Raúl Castro, in a mockery of the Cuban people, during his January 1st speech on the 60th anniversary of the ascendant of Castroism, asked the Cubans for “more sacrifices and to have confidence in the revolution, envisioning a worthy and prosperous future”. But when will that future will arrive after sixty years of repeating the same phrase?
The dictator thus showed his contempt for the Cubans. Since the mid-twentieth century his brother Fidel and he have been asking the people sacrifice today to enjoy the future tomorrow. A future that never arrives because it always was, and still remains, a great alibi for the regime to stay in power.
The General went even further and announced that in 2019, “the tasks of preparing the defense” will be prioritized aiming at “preserving sovereignty and peace.” A phrase that seems to have been taken from George Orwell’s novel 1984. A country where recently has even disappeared the “daily bread” rations, a nation where the sovereign people do not choose their rulers since 1948 and where “peace” means death, prison, beatings and fascist mob harassments to those who disagree with the system.
While Raul Castro mocks his own people, the economic crisis worsens. The leadership refuses to take the only step that can end poverty, social tensions, and technological and cultural backwardness: to free the productive forces of Cuban society.

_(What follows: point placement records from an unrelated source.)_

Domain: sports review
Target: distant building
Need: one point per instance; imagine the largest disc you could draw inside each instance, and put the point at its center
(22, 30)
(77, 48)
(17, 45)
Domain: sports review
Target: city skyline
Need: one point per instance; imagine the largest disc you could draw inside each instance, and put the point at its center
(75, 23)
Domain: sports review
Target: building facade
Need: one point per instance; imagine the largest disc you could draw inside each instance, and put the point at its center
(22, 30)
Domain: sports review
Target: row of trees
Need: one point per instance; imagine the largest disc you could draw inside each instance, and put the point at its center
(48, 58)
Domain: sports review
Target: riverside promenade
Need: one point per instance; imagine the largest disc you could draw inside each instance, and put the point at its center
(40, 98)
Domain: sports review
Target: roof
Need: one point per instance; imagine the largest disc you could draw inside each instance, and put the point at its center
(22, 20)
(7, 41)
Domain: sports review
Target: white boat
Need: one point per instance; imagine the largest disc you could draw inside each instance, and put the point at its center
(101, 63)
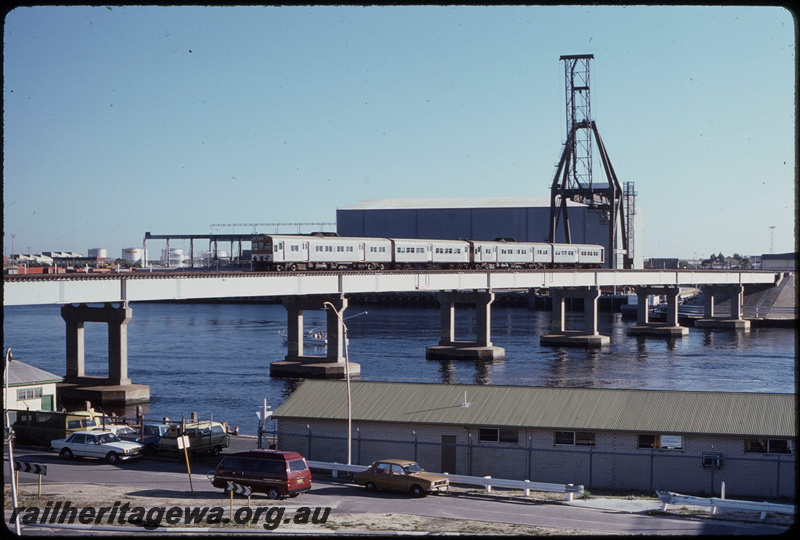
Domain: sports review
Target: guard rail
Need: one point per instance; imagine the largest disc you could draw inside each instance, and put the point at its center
(487, 482)
(668, 497)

Meanwhile, the new president-designate Miguel Diaz-Canel, in another lack of respect for the country said that for the economy to grow in 2019 the solution is to eliminate bureaucratic habits and reduce waste and theft. It would seem like a joke if it did not come from such an inept official and Castro’s puppet.
What is certain and regrettable is that in 2019 Cuba will suffer more poverty, not less than in 2018. Such situation will further trigger despair and would increase the desire to migrate even if it is to the North Pole. The country has stopped producing many years ago. Today, daily survival depends on its ability to find any new external sponsors.
None less than Luis Almagro the Secretary General of the OAS, has just declared that the Cuban government is a “jinetera revolution” because it lives on “extreme parasitism”, at the expense of external subsidies. Almagro believes that it is essential for the “dictatorship” to “fall.” That description of Cuba and the aggravation of the crisis in Venezuela, and in Nicaragua, provides a glimpse into the current political situation in Latin America.
In this context, the “new” Stalinist Constitution aims at perpetuating Cuba’s military state capitalism. But if something really new happened during 2018, it was that an increased number of citizens decided to make their dissatisfaction with the “status quo” to be heard loud and clear.
We’ll see what happens in 2019, but we can forecast that Castro’s intention to perpetuate the current regime will not be successful. The Cuban dictatorship is simply not sustainable.